In a business update on the ASX, Afterpay confirmed it had amended its compliance framework in July 2018 to incorporate obligations in relation to its service.
While the business had not identified any money laundering or terrorism financing activity to date it was in contact with AUSTRAC regarding their compliance.
The fintech is looking at appointing a professional services firm to conduct a review of its design and operation of its compliance framework.
Peter Soros, deputy chief executive of regulatory strategy, at the financial intelligence agency said AUSTRAC would be using independent auditing where it has concerns with an entity at the Refinitiv Australian Regulatory Summit in Sydney this week.
“It’s a power that we haven’t used very much, but I am foreshadowing that it is something that we are going to be increasingly using,” Mr Soros said.

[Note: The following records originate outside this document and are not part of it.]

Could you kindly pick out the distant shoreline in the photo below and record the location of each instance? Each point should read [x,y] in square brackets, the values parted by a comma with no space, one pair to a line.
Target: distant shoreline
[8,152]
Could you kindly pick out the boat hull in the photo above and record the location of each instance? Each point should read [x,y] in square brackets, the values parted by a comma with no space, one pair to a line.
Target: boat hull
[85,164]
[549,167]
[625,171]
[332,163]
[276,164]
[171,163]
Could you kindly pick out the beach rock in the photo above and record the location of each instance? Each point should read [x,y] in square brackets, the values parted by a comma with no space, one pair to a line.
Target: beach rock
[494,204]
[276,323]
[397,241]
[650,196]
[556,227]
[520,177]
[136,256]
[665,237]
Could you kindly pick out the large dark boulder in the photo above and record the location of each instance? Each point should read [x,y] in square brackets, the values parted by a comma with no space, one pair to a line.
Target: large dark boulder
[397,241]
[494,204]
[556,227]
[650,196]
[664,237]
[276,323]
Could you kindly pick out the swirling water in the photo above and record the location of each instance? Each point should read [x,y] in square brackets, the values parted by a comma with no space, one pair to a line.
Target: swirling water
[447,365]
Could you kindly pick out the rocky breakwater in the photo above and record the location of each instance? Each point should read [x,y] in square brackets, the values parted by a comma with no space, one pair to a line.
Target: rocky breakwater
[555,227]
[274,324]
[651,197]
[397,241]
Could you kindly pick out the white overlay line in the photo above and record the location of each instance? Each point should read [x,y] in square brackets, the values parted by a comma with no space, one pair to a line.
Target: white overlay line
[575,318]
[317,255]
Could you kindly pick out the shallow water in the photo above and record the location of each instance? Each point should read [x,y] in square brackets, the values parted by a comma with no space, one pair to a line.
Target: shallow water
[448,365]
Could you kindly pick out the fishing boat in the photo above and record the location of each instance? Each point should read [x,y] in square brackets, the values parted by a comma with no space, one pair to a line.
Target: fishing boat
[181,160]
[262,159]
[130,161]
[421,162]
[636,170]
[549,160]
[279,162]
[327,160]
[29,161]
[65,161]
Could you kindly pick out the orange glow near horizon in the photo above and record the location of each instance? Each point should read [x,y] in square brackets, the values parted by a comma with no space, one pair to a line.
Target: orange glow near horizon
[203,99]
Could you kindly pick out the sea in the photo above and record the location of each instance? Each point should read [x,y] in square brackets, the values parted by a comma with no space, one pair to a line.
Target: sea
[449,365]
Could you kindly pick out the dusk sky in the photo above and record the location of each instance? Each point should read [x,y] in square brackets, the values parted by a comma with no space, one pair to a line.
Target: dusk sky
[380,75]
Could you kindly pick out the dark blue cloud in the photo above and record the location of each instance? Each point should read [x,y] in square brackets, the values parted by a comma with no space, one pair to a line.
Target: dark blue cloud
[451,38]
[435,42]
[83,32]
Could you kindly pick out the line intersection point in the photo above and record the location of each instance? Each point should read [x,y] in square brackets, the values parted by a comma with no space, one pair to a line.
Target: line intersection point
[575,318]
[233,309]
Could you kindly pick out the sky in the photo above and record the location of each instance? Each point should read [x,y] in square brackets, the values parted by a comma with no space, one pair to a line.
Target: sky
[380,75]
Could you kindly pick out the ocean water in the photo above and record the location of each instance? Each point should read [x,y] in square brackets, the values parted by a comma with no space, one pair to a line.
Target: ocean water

“We don’t have the resources to regulate everybody, but it is a power that is attractive to me as the deputy in charge of regulation and we will be starting to use that where we think there are some concerns and risks.
“An independent auditor does provide a reporting entity with the energy and effort of identifying the gaps and working with them to rectify any challenges or issues that they foresee.”
The regulator is also working to streamline its Anti-Money Laundering and Counter-Terrorism Financing Act (AML/CTF Act).
A statutory review in 2016 found the 2006 legislation to be “complex and burdensome”, Mr Soros said, conferring that AUSTRAC is collaborating with its policy department as well as industry to simplify it.
Mr Soros noted that since the CBA and Tabcorp money laundering scandals last year, there has been an uptick in institutions reporting and investing in compliance resources.
“We’re also seeing a lot more self-disclosure of gaps that our reporting entities,” Mr Soros said.
“I think that they’ve looked under the hood and identified that there are some failings and shortcomings in their systems and that is a trend that we probably expect to continue for several years ahead. These things aren’t easy to rectify in big complex organisations and even in small ones.”
AUSTRAC is also looking to monitor financial services in emerging platforms, keeping surveillance on Australia’s crypto trading as well as new payment platforms such as Alipay and WeChat Pay.
Mr Soros said the regulator is aiming to engage with firms from the start-up phase as the greater digital disruption rolls out in the sector.
However, the watchdog has been criticised for its lack of communication in the sector.
The body could improve in its efforts to educate firms about money laundering, and rules and regulations but it also needs to provide feedback to those who are already reporting, Mr Soros said.
“Reporting entities send us tens of thousands and hundreds of thousands of suspicious reporting matter reports every year,” he said.
“We could do more in reporting back what are the good ones, where there’s a bit of over-reporting or under-reporting. We are very focused and acknowledge we need to give more feedback to the types of reporting they’re providing to help industry better target the type of information they’re giving us.”